If the kitchen is considered the main workplace for a Chef, then the stage is the main workplace for a dancer. Incredibly many people overlook this major-little detail. Many career ending injuries occur from dancing on poorly designed dance floors. The severity of these injuries can range from simple sprained ankles and pulled muscles to serious broken bones, torn ligaments (i.e knee joints) and dislocated joints. I’ve seen many salsa/mambo dancers perform on uneven floors, floors with slight gaps between floor panels, floors covered in grooves, floors with sticky surfaces or with unmoved electrical/sound equipment cables laying over it. Sometimes they are asked to work on stages to small for the number of dancers expected to perform on it. Yet what amazes me most is that mambo dancers usually manage to overcome many of these problems. I said usually, but not always. For example, famed mambo dancer, performer & choreographer Eddie Torres once told me a story where he and his wife Maria were dancing on a floor so bad that it literally tore up their shoes and their feet. The couple continued dancing only because of their fierce dedication, professionalism and showmanship to their art and living up to the concept of the "show must go on". On another occasion I witness a well known DJ assist a choreographer sprinkle talcum powder on the floor so lessen the stage surface’s stickiness and lower the chances of dancer sprained ankles/knee injuries that could result from dancing on it. The kicker to this second story was that it occurred during one of those dancer showcase type world conventions.

Jimmy Anton Dancers
(courtesy of Justsalsa.com)

I don’t think that anyone in their right mind would abject to any of the four basic work conditions listed above. For the most part these are all items that will cost little if nothing for promoter. On the other hand, this is not meant as an attack on promoters, but as a tool of enlightenment for those organizing events entailing the use of mambo dancers. I personally don’t think promoters maliciously forget these things to dancers out of disrespect, but out of ignorance. Most of the time its simply because they don’t know any better. It could be because promoters usually don’t think of everything or we as dancers are too scared to ask for things. Unless we as a collective group of individuals ask, how can we ever expect them to know.

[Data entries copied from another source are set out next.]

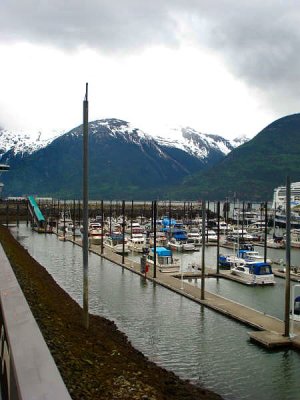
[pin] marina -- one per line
(176, 333)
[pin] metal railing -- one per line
(27, 368)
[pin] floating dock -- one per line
(270, 330)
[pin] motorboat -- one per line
(230, 260)
(137, 243)
(95, 233)
(165, 262)
(161, 239)
(258, 273)
(211, 236)
(296, 309)
(115, 244)
(194, 237)
(251, 256)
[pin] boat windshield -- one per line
(164, 260)
(264, 270)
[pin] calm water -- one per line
(178, 334)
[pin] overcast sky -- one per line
(227, 67)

No matter how you look at it, salsa/mambo dancing is still a business, an art and a profession. A lot of money, time & hard work goes behind putting together these performances in order to make them sharp and entertaining. Its an art form that has been going through a growing process over the last few years. Mambo is breaking new ground, becoming more popular, better known and widely excepted. Its going through the same metamorphosis that Jazz did decades ago when it was considered a street art. Now look at Jazz, we see it showcased in such entertainment forums like Broadway or at Lincoln center. If Jazz could do it, then so can mambo. The best way to tackle this problem is to think big, but start out small. Its important to know where we’re at, but never lose sight of where we would like to be. I guess what I’m saying that until we think of ourselves as professionals, then no one will treat us like one. And it all starts in the workplace and having a little respect.